Total time is about 15 minutes (15 min prep + 0 min cook). A small batch typically covers several meals in the week — store as the recipe directs.

How do I store leftover Crisp Rice and Black Bean Salad with Lime Dressing?

Transfer to an airtight jar and refrigerate for up to 5–7 days. Most sauces freeze well for up to 2 months — portion into small containers or freezer bags so you can thaw only what you need. Stir before serving; cream- or yogurt-based sauces may separate on standing.

Can I substitute ingredients in Crisp Rice and Black Bean Salad with Lime Dressing?

Yes — most ingredients in this recipe have flexible swaps. For oil, use any neutral high-smoke-point oil (avocado, grapeseed, refined coconut). For aromatics, dried herbs at ⅓ the volume of fresh work in a pinch. The full ingredient list is shoppable on Instacart so you can see substitutes in real time.

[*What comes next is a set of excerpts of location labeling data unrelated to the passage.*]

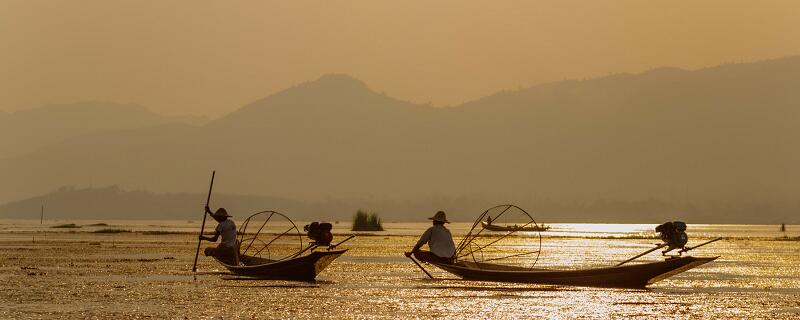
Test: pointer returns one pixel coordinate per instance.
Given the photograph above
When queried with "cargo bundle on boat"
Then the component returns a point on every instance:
(271, 246)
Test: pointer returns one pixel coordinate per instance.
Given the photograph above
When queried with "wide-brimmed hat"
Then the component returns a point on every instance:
(221, 212)
(439, 216)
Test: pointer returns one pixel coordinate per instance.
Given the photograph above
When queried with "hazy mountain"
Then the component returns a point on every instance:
(728, 134)
(24, 131)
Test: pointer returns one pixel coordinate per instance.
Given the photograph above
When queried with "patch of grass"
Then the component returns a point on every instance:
(66, 225)
(364, 221)
(111, 231)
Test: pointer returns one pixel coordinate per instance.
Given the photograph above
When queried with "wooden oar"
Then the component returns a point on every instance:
(203, 226)
(420, 266)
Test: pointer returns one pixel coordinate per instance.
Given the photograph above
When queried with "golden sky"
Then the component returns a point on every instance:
(211, 57)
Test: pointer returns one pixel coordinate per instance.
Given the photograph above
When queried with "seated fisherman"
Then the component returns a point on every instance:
(439, 240)
(226, 250)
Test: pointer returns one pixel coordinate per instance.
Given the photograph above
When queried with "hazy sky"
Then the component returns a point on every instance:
(211, 57)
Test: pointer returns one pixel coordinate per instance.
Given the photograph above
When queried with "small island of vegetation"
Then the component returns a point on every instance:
(364, 221)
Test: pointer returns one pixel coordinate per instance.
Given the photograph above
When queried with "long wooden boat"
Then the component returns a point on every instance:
(300, 268)
(494, 227)
(626, 276)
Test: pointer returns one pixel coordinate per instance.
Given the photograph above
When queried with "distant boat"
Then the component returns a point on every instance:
(494, 227)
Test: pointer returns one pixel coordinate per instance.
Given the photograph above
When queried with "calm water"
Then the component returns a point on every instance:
(73, 273)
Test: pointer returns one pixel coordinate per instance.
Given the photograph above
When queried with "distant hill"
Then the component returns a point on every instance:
(727, 135)
(24, 131)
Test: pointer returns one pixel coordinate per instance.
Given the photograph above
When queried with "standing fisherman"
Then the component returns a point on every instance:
(439, 240)
(226, 250)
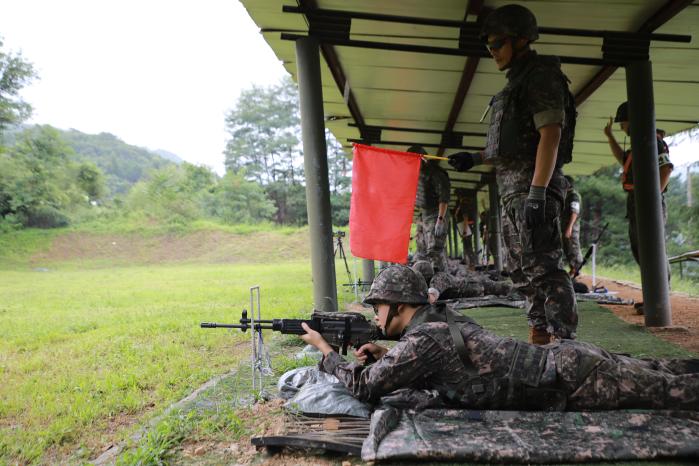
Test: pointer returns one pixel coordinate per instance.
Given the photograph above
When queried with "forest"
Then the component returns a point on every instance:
(53, 178)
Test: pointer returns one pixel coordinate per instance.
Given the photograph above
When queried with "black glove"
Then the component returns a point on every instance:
(534, 212)
(463, 161)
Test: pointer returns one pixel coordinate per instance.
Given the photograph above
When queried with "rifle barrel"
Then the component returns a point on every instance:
(241, 326)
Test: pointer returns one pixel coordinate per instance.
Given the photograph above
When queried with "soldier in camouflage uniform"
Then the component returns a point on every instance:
(625, 159)
(465, 214)
(443, 285)
(570, 226)
(445, 357)
(529, 139)
(433, 192)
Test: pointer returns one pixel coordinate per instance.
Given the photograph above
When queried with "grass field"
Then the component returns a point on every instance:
(91, 350)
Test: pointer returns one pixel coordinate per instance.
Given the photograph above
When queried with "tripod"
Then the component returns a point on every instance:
(338, 247)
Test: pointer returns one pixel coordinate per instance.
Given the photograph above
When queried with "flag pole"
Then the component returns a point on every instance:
(434, 157)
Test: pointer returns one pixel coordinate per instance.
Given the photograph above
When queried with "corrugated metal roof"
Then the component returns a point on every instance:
(417, 90)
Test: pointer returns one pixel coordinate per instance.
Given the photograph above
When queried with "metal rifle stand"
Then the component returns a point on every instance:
(261, 364)
(594, 266)
(338, 247)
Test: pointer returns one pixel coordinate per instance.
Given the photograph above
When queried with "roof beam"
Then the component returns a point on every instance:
(409, 143)
(474, 8)
(467, 50)
(421, 130)
(660, 17)
(338, 14)
(333, 62)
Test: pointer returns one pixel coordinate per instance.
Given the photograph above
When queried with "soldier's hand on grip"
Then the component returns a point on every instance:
(462, 161)
(372, 349)
(439, 228)
(535, 212)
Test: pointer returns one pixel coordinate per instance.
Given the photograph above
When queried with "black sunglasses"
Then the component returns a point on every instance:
(497, 43)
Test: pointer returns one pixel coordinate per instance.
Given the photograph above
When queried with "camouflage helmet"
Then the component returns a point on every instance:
(398, 284)
(511, 20)
(425, 269)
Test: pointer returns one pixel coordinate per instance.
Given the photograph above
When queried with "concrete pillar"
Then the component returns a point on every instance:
(476, 229)
(316, 170)
(651, 236)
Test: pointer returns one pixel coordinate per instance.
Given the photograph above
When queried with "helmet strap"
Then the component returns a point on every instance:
(392, 312)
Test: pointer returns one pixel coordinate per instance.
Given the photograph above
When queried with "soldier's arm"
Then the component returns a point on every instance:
(545, 97)
(546, 154)
(409, 362)
(665, 167)
(617, 152)
(665, 172)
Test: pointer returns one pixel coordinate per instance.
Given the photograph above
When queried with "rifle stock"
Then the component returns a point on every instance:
(339, 329)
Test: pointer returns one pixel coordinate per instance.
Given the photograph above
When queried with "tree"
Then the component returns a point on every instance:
(91, 180)
(241, 201)
(264, 128)
(264, 144)
(40, 181)
(604, 200)
(15, 74)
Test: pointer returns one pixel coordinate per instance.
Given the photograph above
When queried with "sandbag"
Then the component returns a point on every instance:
(315, 392)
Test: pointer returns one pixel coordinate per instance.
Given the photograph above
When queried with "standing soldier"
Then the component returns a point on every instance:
(433, 192)
(448, 360)
(625, 158)
(571, 227)
(529, 139)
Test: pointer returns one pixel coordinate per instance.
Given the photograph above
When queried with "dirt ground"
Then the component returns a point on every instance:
(685, 312)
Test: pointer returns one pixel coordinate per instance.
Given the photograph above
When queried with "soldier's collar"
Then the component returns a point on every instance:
(518, 64)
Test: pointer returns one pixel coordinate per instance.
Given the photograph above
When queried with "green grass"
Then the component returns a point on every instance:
(92, 351)
(81, 349)
(596, 325)
(632, 273)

How do I scale Crisp Rice and Black Bean Salad with Lime Dressing for a different number of people?

The recipe is written for 4 servings. Multiply each ingredient by (your serving target / 4). Cook time stays roughly the same up to 2x; for 3-4x batches, switch from a skillet to a sheet pan or stockpot so the food isn't crowded — overcrowding steams instead of browns.

Is Crisp Rice and Black Bean Salad with Lime Dressing vegetarian?

Yes — this recipe is tagged vegetarian based on its ingredient list. Always cross-check labels for packaged ingredients (sauces, broths, condiments) since formulations vary by brand.